Política

Pesquisa que compara ações
de prefeitos tem coerência?

  DANIEL LIMA - 14/01/2022

No final de dezembro do ano passado o Diário do Grande ABC publicou uma pesquisa de opinião pública encomendada ao Instituto Brada. Mediu-se a temperatura de aprovação e reprovação dos prefeitos da região. Houve preocupação em destacar a aprovação geral, mas, até porque não se podem esconder os dados, o prefeito Paulinho Serra foi considerado o melhor. Isso é sustentável? 

Não estou me referindo ao resultado favorável a Paulinho Serra, mas estritamente ao conceito de comparabilidade entre os sete prefeitos. Se você coloca tudo no mesmo recipiente avaliativo, é melhor prestar atenção.  

Acho que a quase totalidade pensa assim, ou seja, que uma coisa e outra coisa mais alguma coisa entre outras coisas são a mesma coisa.  Vou mostrar que é possível desmontar com argumentação forte essa teoria alquebrada.  

Identidade frágil 

Não fosse o período de férias, já teria analisado o assunto.
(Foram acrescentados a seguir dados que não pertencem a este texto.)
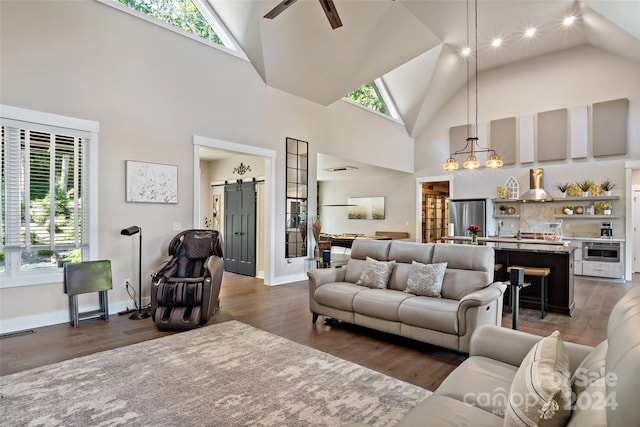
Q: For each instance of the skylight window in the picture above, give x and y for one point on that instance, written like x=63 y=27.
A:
x=182 y=14
x=375 y=96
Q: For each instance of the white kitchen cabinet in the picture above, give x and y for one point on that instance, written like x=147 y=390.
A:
x=611 y=270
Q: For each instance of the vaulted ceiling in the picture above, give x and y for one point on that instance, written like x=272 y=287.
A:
x=414 y=44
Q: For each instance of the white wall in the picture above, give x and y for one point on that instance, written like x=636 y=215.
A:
x=152 y=90
x=579 y=76
x=399 y=204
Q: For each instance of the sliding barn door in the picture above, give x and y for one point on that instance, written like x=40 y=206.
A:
x=240 y=228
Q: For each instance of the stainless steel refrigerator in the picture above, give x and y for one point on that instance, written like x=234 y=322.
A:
x=463 y=213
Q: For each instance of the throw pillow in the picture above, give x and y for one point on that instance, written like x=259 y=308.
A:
x=426 y=279
x=540 y=394
x=375 y=274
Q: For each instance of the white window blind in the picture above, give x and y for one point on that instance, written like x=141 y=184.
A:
x=45 y=218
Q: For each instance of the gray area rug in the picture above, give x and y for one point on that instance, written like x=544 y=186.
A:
x=228 y=374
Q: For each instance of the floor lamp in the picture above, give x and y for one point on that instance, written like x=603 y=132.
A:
x=140 y=313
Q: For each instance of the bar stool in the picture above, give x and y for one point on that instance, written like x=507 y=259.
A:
x=496 y=269
x=542 y=273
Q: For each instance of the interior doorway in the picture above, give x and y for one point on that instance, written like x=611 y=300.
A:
x=265 y=247
x=432 y=208
x=240 y=228
x=435 y=211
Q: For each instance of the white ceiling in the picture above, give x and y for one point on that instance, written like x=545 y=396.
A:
x=413 y=45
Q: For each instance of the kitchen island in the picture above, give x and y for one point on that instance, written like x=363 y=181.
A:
x=559 y=259
x=557 y=256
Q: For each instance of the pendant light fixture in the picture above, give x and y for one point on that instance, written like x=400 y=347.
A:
x=472 y=146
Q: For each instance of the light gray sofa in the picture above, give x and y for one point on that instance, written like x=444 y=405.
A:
x=605 y=380
x=469 y=298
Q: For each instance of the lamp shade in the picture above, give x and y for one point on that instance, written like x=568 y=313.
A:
x=130 y=231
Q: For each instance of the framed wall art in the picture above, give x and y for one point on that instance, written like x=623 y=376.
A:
x=365 y=208
x=151 y=182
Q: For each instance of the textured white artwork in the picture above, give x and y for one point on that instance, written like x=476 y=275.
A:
x=151 y=182
x=513 y=188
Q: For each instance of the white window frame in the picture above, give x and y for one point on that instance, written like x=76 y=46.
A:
x=8 y=117
x=231 y=46
x=394 y=114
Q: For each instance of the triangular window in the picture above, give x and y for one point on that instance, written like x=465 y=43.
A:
x=375 y=97
x=193 y=16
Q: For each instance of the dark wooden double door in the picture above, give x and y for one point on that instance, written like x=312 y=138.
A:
x=240 y=228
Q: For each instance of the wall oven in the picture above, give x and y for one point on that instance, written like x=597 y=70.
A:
x=601 y=251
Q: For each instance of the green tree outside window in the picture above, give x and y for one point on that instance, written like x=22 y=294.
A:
x=181 y=14
x=369 y=96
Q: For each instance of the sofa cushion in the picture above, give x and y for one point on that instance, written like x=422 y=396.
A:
x=440 y=314
x=375 y=274
x=591 y=368
x=379 y=303
x=377 y=249
x=426 y=279
x=407 y=252
x=399 y=276
x=541 y=391
x=482 y=382
x=338 y=295
x=590 y=407
x=469 y=268
x=444 y=411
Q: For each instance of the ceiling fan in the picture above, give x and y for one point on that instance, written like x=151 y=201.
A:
x=327 y=5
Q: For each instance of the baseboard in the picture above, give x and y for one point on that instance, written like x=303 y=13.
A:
x=58 y=317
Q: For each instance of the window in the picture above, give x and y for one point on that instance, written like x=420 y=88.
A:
x=188 y=17
x=375 y=96
x=44 y=195
x=181 y=14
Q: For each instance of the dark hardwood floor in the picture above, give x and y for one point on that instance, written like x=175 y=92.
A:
x=284 y=310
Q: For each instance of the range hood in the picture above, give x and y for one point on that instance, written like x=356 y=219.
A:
x=536 y=193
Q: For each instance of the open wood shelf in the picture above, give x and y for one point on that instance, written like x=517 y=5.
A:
x=583 y=216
Nunca é tarde, entre outros motivos porque o tema ultrapassa o imediatismo para se alojar em recônditos sociológicos complexos de uma área sub-metropolitana cuja identidade social e econômica esfarela-se a cada nova temporada e tudo parece que não terá fim nos próximos tempos. 
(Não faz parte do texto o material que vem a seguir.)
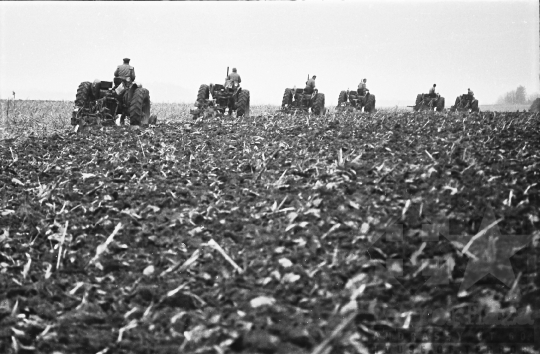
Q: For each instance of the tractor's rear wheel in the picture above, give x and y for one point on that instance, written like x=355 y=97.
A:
x=369 y=107
x=318 y=105
x=84 y=94
x=139 y=107
x=243 y=103
x=474 y=106
x=287 y=98
x=418 y=103
x=440 y=104
x=204 y=93
x=342 y=98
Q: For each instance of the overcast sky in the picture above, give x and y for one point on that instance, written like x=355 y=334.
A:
x=401 y=47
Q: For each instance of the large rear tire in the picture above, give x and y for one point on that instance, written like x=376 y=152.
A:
x=139 y=107
x=243 y=103
x=203 y=93
x=369 y=107
x=440 y=104
x=84 y=94
x=418 y=103
x=287 y=98
x=318 y=105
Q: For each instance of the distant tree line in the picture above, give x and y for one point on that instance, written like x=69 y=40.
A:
x=517 y=96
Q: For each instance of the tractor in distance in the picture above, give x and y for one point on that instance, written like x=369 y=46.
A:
x=228 y=97
x=298 y=100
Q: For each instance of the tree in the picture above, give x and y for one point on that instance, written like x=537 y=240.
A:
x=521 y=95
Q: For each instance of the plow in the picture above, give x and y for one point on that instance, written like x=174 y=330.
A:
x=100 y=104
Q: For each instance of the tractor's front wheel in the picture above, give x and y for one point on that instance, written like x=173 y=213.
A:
x=369 y=107
x=243 y=104
x=318 y=105
x=203 y=93
x=139 y=107
x=84 y=94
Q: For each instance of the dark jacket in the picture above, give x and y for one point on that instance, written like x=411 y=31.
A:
x=124 y=71
x=234 y=77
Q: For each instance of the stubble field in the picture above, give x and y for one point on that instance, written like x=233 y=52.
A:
x=270 y=233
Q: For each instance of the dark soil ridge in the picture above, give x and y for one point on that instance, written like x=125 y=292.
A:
x=299 y=203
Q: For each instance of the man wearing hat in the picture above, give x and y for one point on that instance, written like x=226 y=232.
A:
x=362 y=87
x=310 y=85
x=432 y=92
x=234 y=77
x=123 y=72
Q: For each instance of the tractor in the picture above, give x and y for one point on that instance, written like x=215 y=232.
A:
x=99 y=103
x=465 y=103
x=295 y=100
x=229 y=96
x=356 y=100
x=425 y=101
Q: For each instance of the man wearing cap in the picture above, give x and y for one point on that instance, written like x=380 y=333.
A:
x=432 y=92
x=310 y=85
x=123 y=72
x=234 y=77
x=362 y=87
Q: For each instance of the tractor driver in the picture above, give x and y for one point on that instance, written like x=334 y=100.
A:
x=470 y=94
x=362 y=87
x=123 y=72
x=432 y=92
x=234 y=77
x=310 y=85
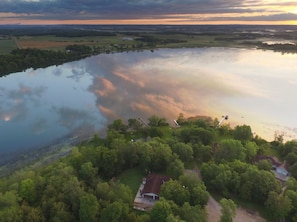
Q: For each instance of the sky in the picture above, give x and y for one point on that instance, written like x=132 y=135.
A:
x=273 y=12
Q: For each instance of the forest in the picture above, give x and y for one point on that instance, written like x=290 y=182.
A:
x=92 y=182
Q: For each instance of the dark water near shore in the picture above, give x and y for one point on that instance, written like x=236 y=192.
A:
x=79 y=98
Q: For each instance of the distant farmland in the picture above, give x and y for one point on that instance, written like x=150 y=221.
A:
x=6 y=45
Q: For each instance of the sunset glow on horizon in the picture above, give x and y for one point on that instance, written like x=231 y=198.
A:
x=171 y=12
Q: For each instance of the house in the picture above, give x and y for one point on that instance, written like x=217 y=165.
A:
x=280 y=169
x=152 y=186
x=274 y=160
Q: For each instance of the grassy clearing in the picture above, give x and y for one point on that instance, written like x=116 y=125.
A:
x=253 y=207
x=56 y=43
x=132 y=178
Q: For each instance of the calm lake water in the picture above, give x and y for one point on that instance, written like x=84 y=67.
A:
x=257 y=88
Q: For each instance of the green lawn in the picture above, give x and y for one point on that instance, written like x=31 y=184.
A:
x=132 y=178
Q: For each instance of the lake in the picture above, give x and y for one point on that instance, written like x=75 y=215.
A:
x=77 y=99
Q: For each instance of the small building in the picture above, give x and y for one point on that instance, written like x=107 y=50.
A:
x=152 y=186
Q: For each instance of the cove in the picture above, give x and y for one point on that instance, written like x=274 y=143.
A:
x=78 y=99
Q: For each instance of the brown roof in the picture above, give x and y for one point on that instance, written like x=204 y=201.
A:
x=153 y=183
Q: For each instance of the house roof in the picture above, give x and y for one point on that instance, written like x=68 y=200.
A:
x=153 y=183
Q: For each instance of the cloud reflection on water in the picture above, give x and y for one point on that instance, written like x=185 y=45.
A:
x=249 y=85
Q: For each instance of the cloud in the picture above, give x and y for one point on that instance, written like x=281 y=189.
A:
x=140 y=9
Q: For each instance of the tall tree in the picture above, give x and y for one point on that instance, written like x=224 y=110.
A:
x=160 y=211
x=88 y=209
x=228 y=209
x=230 y=150
x=278 y=205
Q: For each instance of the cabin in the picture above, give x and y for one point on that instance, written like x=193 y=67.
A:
x=278 y=167
x=152 y=186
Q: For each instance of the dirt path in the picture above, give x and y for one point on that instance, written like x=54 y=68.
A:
x=214 y=209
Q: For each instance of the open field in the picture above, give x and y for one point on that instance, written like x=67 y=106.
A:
x=55 y=43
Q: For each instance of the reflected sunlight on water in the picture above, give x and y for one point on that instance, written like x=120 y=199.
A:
x=253 y=87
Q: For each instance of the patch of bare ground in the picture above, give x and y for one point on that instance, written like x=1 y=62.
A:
x=243 y=215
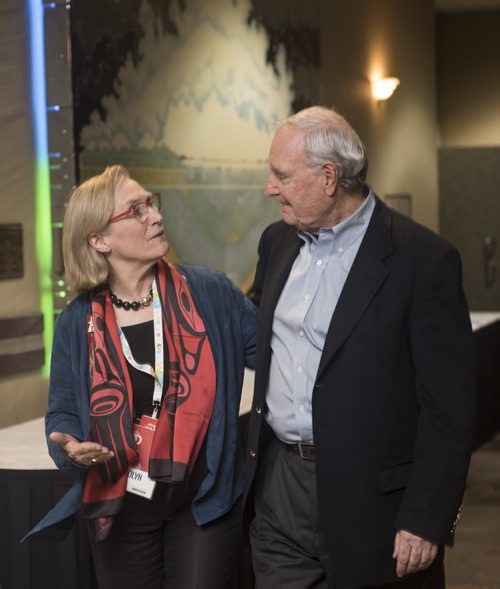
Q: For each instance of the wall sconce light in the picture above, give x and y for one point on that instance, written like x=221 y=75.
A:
x=383 y=88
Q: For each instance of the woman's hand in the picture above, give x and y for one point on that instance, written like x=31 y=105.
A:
x=83 y=453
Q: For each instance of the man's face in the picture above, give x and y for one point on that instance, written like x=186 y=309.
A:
x=299 y=189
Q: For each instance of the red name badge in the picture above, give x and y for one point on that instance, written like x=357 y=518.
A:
x=138 y=481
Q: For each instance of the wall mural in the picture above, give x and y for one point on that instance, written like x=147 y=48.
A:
x=185 y=93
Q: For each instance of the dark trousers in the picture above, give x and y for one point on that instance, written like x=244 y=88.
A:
x=155 y=545
x=288 y=547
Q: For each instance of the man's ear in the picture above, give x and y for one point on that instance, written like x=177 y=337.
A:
x=99 y=243
x=331 y=176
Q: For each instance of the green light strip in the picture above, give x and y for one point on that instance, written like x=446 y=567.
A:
x=43 y=230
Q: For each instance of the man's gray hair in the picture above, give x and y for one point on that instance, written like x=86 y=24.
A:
x=329 y=137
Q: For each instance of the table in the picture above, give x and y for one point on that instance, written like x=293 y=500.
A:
x=30 y=486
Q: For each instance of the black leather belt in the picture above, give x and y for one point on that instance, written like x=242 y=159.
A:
x=303 y=449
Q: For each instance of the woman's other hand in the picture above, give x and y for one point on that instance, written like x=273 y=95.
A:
x=83 y=453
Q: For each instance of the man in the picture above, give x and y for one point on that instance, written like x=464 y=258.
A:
x=361 y=426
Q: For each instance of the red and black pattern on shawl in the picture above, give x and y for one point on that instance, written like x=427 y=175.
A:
x=188 y=402
x=185 y=411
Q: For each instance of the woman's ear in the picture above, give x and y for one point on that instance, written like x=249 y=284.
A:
x=99 y=243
A verdade é que a primeira iniciativa de quem tem acesso aos dados da pesquisa é mesmo escrever que Paulinho Serra conta com a maior aprovação e Claudinho da Geladeira, prefeito de Rio Grande da Serra, a pior. A pesquisa, da qual o jornal é escravo na interpretação ou mesmo na simples enunciação de dados, obriga a esse raciocínio. 

O estranho, mas não tão estranho assim, é que Claudinho da Geladeira comemorou o resultado, mesmo ocupando a lanterninha na região. Como isso é possível?  

Conceito equivocado 

Sem qualquer juízo de valor sobre o resultado numérico da pesquisa, faço restrições ao conceito geral de embate interdependente dos prefeitos. Provavelmente já incorri nessa esparrela conceitual, mas experiência só tem sentido se for para reparar equívocos. Pobre da alma humana que teima em lutar contra fatos e evidências.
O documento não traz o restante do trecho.